Trump Officials Move To Appeal Ruling Blocking Immigration Order

February 05, 2017

The Trump administration moved Saturday night to appeal a Federal District Court ruling that blocked the president’s immigration order, setting the stage for a legal showdown over his authority to tighten the nation’s borders in the name of protecting Americans from terrorism.

The brief notice of appeal came after a chaotic day in which the government complied with the district court’s ruling by allowing the entry of refugees and travelers from seven predominantly Muslim nations, even as Mr. Trump unleashed a fusillade of criticism at the ruling, and the judge who had issued it.

At airports around the world, small numbers of travelers from the previously banned countries began venturing trips to the United States, knowing the judge’s ruling could be overturned at any time. The State Department reversed its cancellation of visas for people from the seven affected countries — Iran, Iraq, Libya, Somalia, Sudan, Syria and Yemen — and aid groups scrambled to take advantage of what they acknowledged might be a brief window for refugees to enter the United States.

On Saturday night, as Mr. Trump arrived at a Red Cross gala at Mar-a-Lago, his waterfront Florida resort, where he was spending the first getaway weekend of his presidency, reporters asked him if he was confident he would prevail in the government’s appeal. “We’ll win,” he replied. “For the safety of the country, we’ll win.”

The legal maneuvering led Mr. Trump to lash out at Judge James Robart of the Federal District Court in Seattle throughout the day, prompting criticism that the president had failed to respect the judicial branch and its power to check on his authority.

In an early-morning Twitter post, Mr. Trump wrote, “The opinion of this so-called judge, which essentially takes law-enforcement away from our country, is ridiculous and will be overturned!”

Late Saturday, the Justice Department filed papers saying that it would seek to have the United States Court of Appeals for the Ninth Circuit block the judge’s decision.

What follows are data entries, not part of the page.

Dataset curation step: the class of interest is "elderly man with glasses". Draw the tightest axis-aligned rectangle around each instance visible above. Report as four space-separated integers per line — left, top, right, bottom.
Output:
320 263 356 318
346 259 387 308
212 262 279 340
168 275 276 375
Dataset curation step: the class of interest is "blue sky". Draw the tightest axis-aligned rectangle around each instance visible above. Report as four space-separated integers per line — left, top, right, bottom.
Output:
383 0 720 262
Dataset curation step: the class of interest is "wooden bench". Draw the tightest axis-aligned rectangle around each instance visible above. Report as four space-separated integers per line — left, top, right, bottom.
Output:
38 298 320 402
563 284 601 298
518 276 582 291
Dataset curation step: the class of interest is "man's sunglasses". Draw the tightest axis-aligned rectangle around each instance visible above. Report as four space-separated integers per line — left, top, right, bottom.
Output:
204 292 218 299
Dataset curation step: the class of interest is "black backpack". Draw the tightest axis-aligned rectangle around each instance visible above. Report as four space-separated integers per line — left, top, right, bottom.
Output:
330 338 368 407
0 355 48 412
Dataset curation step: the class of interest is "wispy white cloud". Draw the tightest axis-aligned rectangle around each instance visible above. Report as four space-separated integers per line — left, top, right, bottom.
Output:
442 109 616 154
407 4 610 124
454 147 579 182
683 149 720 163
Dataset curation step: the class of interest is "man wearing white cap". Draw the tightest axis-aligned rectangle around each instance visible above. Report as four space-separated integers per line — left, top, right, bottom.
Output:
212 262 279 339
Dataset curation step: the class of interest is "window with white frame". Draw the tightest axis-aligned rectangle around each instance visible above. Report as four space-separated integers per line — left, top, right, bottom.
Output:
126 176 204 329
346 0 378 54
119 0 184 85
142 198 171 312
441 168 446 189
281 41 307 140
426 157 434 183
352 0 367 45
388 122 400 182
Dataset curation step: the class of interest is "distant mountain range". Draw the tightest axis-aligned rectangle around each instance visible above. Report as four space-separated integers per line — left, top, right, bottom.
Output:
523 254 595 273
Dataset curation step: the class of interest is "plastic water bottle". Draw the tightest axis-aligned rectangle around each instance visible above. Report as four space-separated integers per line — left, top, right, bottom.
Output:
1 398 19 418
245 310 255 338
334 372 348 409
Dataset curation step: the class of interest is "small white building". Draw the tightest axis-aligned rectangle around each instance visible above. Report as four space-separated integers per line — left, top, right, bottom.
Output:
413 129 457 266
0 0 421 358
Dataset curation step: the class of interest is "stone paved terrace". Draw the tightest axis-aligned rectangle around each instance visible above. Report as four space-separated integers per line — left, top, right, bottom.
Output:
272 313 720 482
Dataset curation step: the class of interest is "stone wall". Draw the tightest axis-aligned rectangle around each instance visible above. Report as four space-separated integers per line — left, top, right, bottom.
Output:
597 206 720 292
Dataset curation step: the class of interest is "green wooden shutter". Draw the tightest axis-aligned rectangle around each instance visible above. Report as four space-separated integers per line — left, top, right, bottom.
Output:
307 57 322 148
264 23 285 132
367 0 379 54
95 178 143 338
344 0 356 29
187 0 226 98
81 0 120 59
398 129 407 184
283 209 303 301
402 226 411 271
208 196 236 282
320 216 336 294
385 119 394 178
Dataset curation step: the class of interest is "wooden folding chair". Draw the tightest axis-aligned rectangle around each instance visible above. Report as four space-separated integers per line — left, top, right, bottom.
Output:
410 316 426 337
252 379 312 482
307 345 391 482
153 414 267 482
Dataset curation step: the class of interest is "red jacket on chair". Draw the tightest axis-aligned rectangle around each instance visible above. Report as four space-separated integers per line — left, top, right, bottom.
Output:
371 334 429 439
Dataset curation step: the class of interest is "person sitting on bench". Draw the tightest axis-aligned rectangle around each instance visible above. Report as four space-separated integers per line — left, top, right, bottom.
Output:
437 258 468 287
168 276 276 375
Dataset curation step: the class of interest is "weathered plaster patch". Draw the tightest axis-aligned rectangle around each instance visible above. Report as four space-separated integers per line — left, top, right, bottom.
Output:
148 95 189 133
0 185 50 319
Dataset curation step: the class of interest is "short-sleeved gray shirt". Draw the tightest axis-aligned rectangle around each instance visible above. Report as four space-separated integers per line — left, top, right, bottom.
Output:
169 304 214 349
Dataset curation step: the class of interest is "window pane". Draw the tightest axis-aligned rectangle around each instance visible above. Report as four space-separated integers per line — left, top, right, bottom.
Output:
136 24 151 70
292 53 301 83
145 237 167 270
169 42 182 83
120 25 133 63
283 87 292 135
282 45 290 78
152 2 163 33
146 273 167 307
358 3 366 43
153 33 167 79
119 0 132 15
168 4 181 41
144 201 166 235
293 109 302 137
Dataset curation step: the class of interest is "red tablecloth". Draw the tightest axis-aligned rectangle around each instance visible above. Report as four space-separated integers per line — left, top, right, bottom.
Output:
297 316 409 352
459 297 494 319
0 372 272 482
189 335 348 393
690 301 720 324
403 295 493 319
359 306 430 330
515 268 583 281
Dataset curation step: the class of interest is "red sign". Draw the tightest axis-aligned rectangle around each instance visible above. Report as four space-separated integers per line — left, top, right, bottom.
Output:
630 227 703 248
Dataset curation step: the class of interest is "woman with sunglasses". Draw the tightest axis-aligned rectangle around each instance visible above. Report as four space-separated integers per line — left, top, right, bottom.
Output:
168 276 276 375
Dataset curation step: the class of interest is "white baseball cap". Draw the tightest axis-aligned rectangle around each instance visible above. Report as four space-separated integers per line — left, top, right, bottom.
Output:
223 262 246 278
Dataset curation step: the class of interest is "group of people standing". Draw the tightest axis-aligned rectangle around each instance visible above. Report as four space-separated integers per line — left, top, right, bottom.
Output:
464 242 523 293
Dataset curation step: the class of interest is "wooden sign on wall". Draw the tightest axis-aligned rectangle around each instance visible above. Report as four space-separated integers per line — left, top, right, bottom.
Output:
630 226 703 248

Judge Robart, who was appointed by President George W. Bush, declared in his ruling on Friday that “there’s no support” for the administration’s argument that “we have to protect the U.S. from individuals” from the affected countries.

Judge Robart’s ruling also barred the administration from enforcing its limits on accepting refugees. The State Department said on Saturday that refugees, including Syrians, could begin arriving as early as Monday. Syrians had faced an indefinite ban under the executive order. His ruling applied nationwide.

It is not clear how quickly the Ninth Circuit court will act. In a note posted Saturday night on its electronic filing system, the court said it would soon issue an order setting a briefing schedule. In ordinary cases, the first brief would not be filed for almost a month, but the federal government will no doubt ask the appeals court to move much faster. In emergency matters, the appeals court’s rules sometimes allow a single judge to act alone, or to convene a three-judge panel by telephone.